The first of these studies showed an inverse relationship between donor age and the number of population doublings achieved in vitro (Martin et al, 1970). This study looked at the replicative lifespan of fibroblasts taken from 100 subjects with an age range from foetal to 90 years. These cells were cultured and the number of population doublings before entering senescence was recorded. The results showed that the replicative potential decreased as donor age increased. A later study showed similar results (Schneider, 1979). This study looked at the ability of fibroblasts taken from young (20-35 years) and old (65+ years) to proliferate in culture. It was reported that cell cultures from old human donors have a reduction in their proliferative capacity. A more recent study looked at the replicative capacity of human adrenocortical cells to proliferate as a function of donor age (Yang et al, 2001). Again, it was found that younger cells have a higher proliferative capability than the old. In this instance, population doubling fell from 50 for foetal cells to almost a total lack of division in culture from older cells.

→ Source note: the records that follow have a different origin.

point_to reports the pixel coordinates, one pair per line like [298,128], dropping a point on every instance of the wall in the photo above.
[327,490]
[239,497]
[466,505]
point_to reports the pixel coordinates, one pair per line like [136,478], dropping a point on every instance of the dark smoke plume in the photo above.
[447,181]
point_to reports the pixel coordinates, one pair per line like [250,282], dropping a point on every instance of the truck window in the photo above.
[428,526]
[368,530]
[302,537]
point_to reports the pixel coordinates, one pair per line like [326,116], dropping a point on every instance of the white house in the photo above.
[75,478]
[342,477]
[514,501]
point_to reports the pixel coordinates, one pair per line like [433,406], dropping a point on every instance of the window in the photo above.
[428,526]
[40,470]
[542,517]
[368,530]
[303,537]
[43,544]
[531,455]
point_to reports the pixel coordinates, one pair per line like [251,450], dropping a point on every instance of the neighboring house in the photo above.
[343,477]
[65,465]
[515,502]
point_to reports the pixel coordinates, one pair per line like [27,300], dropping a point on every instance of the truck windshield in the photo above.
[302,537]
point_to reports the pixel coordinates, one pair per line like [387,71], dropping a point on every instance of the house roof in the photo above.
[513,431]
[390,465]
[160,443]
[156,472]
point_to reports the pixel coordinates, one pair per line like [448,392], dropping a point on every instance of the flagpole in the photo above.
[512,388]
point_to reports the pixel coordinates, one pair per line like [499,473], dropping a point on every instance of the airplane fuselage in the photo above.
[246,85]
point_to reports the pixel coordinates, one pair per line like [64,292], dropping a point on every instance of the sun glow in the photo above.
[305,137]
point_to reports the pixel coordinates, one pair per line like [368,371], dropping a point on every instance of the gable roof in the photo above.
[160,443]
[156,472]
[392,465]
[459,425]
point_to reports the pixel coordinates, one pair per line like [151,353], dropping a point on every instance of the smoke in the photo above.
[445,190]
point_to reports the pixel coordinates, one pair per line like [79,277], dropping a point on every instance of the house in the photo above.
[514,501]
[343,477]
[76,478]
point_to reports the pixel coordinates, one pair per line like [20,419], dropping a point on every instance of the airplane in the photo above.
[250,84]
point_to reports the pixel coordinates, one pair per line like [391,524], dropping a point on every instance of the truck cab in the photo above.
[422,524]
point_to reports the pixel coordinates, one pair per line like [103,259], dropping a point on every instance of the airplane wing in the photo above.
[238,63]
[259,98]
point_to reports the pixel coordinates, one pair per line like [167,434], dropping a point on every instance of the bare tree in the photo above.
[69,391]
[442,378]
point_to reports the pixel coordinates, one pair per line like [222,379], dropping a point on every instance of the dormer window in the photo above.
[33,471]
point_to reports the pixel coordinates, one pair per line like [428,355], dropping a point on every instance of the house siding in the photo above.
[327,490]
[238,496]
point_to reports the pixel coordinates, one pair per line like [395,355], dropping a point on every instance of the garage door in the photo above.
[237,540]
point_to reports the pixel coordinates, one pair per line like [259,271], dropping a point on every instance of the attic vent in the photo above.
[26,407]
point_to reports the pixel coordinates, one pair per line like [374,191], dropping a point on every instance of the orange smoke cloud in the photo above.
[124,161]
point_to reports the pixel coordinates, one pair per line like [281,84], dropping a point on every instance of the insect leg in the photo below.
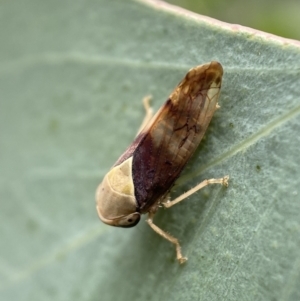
[222,181]
[167,236]
[149,112]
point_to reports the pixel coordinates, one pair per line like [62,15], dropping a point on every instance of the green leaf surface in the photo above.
[72,76]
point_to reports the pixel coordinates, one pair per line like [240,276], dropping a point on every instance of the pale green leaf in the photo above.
[72,76]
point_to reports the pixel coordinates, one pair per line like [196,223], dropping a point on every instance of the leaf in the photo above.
[73,74]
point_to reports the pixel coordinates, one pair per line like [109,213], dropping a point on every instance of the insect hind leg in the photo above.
[167,236]
[223,181]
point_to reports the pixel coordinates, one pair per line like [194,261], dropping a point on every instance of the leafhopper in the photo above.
[141,179]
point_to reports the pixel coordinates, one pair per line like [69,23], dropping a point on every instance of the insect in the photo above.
[141,179]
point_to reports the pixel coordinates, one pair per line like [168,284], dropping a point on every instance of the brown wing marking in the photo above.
[174,133]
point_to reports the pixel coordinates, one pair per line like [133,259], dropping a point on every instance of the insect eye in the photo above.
[129,221]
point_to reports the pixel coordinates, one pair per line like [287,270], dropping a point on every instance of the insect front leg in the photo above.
[148,113]
[167,236]
[223,181]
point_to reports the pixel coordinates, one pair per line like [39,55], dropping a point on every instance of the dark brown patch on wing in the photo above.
[163,150]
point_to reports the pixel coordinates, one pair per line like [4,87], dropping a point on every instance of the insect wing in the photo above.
[172,136]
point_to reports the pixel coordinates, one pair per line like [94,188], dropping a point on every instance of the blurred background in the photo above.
[274,16]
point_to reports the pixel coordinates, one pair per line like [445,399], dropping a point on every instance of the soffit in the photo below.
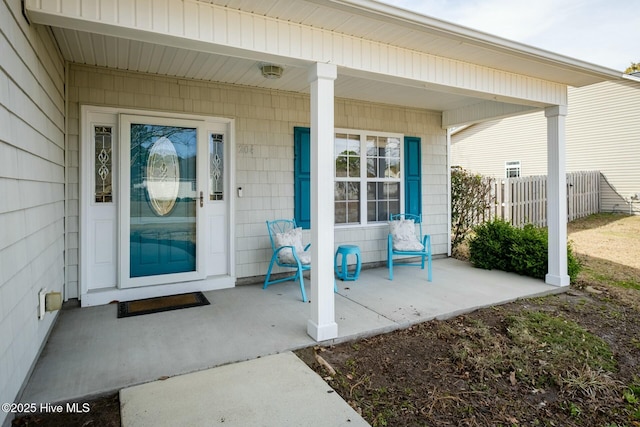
[131,55]
[391,25]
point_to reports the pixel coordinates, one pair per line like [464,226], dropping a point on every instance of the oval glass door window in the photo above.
[163,176]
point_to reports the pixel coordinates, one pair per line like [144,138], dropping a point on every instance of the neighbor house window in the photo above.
[512,169]
[368,176]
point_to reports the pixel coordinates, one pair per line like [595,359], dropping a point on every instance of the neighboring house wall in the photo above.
[32,191]
[264,121]
[603,133]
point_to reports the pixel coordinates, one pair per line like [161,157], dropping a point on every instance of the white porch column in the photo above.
[557,196]
[322,325]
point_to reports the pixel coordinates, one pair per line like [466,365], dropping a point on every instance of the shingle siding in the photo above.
[264,122]
[32,188]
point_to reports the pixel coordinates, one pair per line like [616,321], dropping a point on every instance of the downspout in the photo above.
[65,256]
[449,191]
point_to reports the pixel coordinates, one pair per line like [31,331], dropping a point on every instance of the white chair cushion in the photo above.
[293,238]
[403,235]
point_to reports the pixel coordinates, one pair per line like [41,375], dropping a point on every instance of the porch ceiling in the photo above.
[371,20]
[125,54]
[467,70]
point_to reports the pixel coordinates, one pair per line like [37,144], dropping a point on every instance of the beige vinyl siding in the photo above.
[264,122]
[32,189]
[603,133]
[484,148]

To investigate the possible link between replicative lifespan and organismal ageing, a few studies compared replicative capacity with longevity in animals. One such study investigated the relationship between longevity of eight mammalian species (mouse, rat, rat-kangaroo, mink, rabbit, bat, horse and human) and the lifespan of normal fibroblasts in vitro (Röhme, 1981). It was reported that there was a direct relationship found between the longevity of the eight mammalian species and the replicative capacity of their cultured fibroblasts. A much later, but similar study, compared animal life spans and in vitro replicative capacity of skin fibroblasts in groupings of small, middle, large, and very large breeds of dogs of specific ages (Li et al, 1996). It was found that the life spans were inversely correlated to the frame sizes of the breeds. It was shown that all the small breeds studied have a longer life span than that of the large breeds. The replicative capacity of fibroblasts from the large dogs (Great Dane and Irish Wolfhound) was significantly decreased compared with that of the small dogs. The reasoning behind these observations may again be due to varying degrees of cell turnover between the species. Large dogs consist of more cells than small dogs and as a result more cell turnover was initially required in their development compared to small dogs. This increase in cell turnover would subsequently lead to a decrease in replicative potential and an increase in the rate of senescent cell formation.

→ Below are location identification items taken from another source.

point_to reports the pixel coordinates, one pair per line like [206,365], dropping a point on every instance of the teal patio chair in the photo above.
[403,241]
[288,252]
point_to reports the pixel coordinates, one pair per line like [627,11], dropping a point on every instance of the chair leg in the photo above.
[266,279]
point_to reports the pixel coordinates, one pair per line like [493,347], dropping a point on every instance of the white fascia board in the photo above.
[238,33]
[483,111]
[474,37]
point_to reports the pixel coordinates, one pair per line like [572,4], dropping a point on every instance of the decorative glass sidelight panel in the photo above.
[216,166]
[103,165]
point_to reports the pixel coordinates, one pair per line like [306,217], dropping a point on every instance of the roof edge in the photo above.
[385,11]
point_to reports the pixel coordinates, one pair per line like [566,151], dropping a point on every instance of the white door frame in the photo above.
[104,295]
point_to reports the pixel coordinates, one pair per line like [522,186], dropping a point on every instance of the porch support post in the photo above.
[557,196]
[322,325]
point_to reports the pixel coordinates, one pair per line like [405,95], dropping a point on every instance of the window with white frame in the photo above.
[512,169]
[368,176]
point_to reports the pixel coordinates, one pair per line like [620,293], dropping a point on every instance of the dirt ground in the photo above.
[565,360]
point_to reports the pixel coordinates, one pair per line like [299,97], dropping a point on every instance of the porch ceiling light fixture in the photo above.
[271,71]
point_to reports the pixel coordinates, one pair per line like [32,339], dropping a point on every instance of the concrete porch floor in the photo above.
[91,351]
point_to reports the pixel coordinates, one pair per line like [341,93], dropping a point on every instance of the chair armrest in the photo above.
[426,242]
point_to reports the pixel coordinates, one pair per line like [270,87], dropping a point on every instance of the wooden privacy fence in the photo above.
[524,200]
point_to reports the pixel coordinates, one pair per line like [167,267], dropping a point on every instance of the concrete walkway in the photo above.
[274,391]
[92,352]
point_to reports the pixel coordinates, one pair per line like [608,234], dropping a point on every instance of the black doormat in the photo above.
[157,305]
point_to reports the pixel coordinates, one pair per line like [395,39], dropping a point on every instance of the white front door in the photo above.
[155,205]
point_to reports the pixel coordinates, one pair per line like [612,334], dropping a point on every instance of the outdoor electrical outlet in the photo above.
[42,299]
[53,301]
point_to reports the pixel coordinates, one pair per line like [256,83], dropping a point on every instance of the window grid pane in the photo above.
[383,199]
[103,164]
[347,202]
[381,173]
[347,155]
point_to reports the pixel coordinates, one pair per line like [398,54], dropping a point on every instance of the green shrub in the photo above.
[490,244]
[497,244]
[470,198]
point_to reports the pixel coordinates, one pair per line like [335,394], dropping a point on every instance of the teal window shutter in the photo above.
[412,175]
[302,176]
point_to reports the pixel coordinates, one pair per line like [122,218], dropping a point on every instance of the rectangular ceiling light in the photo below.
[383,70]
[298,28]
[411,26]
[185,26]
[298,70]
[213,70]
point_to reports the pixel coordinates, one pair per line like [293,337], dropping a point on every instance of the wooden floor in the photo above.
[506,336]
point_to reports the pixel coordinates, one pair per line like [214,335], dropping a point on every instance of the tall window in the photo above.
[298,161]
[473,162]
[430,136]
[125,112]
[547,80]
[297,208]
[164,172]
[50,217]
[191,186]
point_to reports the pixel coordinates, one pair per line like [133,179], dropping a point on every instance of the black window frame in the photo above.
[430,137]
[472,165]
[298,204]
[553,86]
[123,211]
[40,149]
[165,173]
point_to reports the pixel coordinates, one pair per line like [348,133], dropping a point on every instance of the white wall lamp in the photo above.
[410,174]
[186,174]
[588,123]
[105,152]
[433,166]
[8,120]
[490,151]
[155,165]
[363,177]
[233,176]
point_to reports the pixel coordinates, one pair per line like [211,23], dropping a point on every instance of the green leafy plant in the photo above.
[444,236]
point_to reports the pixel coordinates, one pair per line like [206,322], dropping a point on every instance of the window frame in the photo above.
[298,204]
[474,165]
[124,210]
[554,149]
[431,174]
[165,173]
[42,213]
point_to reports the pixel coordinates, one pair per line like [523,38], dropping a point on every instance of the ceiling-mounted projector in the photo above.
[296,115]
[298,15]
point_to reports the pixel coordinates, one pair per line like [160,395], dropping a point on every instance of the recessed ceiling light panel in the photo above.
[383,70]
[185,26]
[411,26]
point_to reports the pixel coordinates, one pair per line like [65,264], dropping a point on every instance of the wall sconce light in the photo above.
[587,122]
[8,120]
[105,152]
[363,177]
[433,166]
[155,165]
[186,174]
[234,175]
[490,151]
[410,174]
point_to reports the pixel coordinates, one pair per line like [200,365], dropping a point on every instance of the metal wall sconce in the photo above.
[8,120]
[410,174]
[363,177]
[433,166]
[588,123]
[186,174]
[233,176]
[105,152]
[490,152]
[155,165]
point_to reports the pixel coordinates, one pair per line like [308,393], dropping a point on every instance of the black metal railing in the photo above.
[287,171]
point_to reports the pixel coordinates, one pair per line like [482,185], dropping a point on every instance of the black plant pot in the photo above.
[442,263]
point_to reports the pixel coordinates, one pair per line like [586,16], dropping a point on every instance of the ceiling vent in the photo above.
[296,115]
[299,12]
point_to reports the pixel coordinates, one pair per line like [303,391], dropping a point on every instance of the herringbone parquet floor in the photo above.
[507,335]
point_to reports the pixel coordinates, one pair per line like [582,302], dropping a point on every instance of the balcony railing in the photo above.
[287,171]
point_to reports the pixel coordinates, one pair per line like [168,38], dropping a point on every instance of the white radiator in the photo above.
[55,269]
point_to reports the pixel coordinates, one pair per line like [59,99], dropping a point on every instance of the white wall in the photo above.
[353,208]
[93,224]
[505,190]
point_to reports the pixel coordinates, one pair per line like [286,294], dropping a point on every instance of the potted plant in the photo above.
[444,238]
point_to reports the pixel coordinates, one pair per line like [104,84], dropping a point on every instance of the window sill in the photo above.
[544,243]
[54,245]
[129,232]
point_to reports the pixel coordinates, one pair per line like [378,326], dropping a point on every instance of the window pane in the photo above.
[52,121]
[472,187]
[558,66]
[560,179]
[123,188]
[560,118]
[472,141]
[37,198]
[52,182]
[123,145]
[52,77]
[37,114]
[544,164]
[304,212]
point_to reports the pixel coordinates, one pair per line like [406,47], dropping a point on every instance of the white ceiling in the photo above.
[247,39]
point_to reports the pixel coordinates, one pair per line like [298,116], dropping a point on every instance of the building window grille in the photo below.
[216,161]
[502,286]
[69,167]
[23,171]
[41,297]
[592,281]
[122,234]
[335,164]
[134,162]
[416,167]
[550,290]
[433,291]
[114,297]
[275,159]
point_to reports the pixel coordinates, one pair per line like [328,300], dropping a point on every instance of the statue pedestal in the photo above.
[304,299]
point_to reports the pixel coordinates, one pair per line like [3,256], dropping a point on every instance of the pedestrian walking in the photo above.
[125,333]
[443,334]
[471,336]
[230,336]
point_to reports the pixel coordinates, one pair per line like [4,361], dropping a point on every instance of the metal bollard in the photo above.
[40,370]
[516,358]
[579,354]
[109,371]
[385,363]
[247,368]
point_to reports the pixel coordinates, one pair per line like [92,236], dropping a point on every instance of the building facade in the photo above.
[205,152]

Interestingly, a recent study looked at the replicative capacity of 124 skin fibroblast cell lines from donors of different ages which were medically examined and declared “healthy” (Cristofalo et al, 1998). Healthy people were used specifically as previous studies, discussed later, have shown that disease states may accelerate the reduction in replicative capacity. Results indicated that there was no significant correlation between the replicative capacity of the cell lines and donor age. In the same study, a comparison of multiple cell lines established from the same donors of different ages also failed to show any significant differences. It was concluded that the replicative capacity of fibroblasts in vitro does not correlate with donor age. However, differences in replicative capacity with age may only be observed as a result of increased cell turnover in response to disease and cellular injury. Therefore, a healthy old person who has had little or no cellular injuries or disease would have had little cell turnover and therefore have cells which may have a replicative capacity similar to someone much younger. Thus, this study supports the notion that replicative capacity is an indicator of biological age.